You see, we (the USA) have had military bases in Greenland for many decades, servicing the greater NATO mission. This is of no small consequence to the Danes – our presence there protects their interests directly. However, with the ending of the Cold War in the 1990’s and the force drawdowns since that time, the environment is a bit different than it was. And until lately, we’ve allowed a great latitude to Chinese actions, thinking that they were approaching a more capitalistic sort of culture. As a result of that latter condition, the Chinese have been all over the planet, using their relative largess in business as an instrument of state power abroad. What do I mean by that? Well, simply put, they are mining for minerals where we would not, building international projects in far-flung locations, and generally inserting themselves everywhere.
Of course, they come in to a region like a grand friend, and then proceed to act as gangsters, setting up business clauses and perilous financing schemes that entrap their business “partners”. Companies and countries alike become snared in these entanglements, unable to remove themselves from the web of obligations and various forms of debt. In some ways, they are stereotypically Viking, plundering their way around the world!
With the reduction of the USA’s power base in Greenland, China has been particularly keen on sinking its hooks into the flesh of that country. It places the Chinese at our far northern doorstep, enabling the means to stage materials and set up facilities for invasion forces at a time when we are finally squeezing them economically. We’ve been successful thus far in blunting the Chinese drive to build air bases there, but they’ll keep trying. Wars and rumors of wars, as they say.
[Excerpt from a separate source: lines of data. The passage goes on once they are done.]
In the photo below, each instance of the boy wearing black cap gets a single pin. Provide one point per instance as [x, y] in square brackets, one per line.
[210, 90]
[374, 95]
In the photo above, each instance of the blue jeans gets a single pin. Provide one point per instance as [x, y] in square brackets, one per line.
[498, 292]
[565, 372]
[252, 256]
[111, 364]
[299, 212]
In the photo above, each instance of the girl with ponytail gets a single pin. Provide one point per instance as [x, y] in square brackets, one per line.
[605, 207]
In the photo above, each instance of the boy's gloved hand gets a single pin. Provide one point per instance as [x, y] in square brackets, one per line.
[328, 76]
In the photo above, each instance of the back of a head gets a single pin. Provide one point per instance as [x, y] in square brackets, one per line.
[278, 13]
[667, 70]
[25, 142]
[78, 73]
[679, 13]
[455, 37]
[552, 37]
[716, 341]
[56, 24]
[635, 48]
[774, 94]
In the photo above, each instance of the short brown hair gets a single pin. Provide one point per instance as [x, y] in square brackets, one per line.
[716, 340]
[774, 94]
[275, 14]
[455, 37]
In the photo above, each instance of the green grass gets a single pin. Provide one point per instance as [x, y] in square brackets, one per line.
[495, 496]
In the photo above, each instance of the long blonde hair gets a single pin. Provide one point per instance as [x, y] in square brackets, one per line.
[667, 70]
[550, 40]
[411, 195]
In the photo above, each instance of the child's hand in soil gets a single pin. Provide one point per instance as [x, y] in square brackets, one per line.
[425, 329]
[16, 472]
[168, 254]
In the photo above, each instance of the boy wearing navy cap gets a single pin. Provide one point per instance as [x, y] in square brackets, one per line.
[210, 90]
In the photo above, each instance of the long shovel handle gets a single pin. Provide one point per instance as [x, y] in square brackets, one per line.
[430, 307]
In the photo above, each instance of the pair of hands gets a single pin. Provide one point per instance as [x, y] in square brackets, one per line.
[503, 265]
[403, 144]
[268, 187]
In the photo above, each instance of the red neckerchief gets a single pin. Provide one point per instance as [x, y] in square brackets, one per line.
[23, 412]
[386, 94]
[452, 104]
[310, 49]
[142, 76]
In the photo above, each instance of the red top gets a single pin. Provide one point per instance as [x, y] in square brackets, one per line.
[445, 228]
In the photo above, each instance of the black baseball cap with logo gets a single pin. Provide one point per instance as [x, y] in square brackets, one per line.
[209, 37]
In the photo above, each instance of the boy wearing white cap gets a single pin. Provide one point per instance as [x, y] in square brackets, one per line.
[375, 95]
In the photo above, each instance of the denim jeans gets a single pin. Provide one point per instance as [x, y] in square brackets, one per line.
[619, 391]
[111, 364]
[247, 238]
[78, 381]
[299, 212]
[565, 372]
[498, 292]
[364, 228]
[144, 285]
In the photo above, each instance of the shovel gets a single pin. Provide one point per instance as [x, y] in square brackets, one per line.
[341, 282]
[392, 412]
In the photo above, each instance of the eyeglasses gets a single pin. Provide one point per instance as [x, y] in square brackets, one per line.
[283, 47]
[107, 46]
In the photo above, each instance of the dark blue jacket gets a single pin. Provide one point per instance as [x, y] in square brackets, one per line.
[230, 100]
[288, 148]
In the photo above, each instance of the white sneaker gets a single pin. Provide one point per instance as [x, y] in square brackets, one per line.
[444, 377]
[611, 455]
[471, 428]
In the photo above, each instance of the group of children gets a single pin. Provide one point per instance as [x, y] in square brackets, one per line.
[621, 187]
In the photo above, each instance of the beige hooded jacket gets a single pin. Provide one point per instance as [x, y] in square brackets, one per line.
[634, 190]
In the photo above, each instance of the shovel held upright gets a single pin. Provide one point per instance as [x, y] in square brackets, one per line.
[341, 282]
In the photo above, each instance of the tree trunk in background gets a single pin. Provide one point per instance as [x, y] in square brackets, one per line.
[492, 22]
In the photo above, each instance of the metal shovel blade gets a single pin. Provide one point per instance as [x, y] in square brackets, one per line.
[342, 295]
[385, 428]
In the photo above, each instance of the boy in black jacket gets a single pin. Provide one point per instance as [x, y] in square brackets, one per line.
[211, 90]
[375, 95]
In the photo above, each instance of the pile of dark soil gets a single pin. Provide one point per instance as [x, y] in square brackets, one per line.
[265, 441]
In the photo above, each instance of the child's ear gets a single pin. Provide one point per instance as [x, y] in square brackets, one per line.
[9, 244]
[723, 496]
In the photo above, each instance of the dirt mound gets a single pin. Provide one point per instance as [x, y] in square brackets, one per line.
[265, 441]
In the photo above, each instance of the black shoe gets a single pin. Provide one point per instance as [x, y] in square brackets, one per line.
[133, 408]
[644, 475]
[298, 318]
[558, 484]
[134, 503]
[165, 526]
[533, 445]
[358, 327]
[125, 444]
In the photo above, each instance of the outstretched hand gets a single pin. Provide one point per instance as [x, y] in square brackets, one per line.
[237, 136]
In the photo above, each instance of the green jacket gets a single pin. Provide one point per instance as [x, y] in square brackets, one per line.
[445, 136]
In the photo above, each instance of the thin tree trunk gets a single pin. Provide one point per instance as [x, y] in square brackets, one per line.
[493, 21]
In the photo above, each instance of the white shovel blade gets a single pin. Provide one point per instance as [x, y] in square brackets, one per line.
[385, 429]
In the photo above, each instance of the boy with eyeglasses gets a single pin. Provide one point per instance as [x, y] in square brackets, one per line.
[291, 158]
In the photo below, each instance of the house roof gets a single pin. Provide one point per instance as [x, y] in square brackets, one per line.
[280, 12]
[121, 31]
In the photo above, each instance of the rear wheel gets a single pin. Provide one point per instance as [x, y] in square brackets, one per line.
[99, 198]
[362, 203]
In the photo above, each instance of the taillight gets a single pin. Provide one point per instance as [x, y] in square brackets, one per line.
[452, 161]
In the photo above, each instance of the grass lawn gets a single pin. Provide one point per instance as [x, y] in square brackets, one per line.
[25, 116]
With the obvious encroachment attempts from the Chinese, I think that we are seriously trying to make the purchase, to relieve the financial burden on Denmark in keeping Greenland afloat and serve our own needs in blocking a surging Chinese military in the Arctic. I think, too, that the Chinese were not supposed to know. That inconveniences us surely, but with Chinese pressure on the Danes ever-present, I think the Prime Minister panicked, and tried to ease the minds of the Chinese in public with a blanket denial and ridicule.
It’s certainly a hell of a mess, as it often is when outlanders fight over another country’s sovereignty.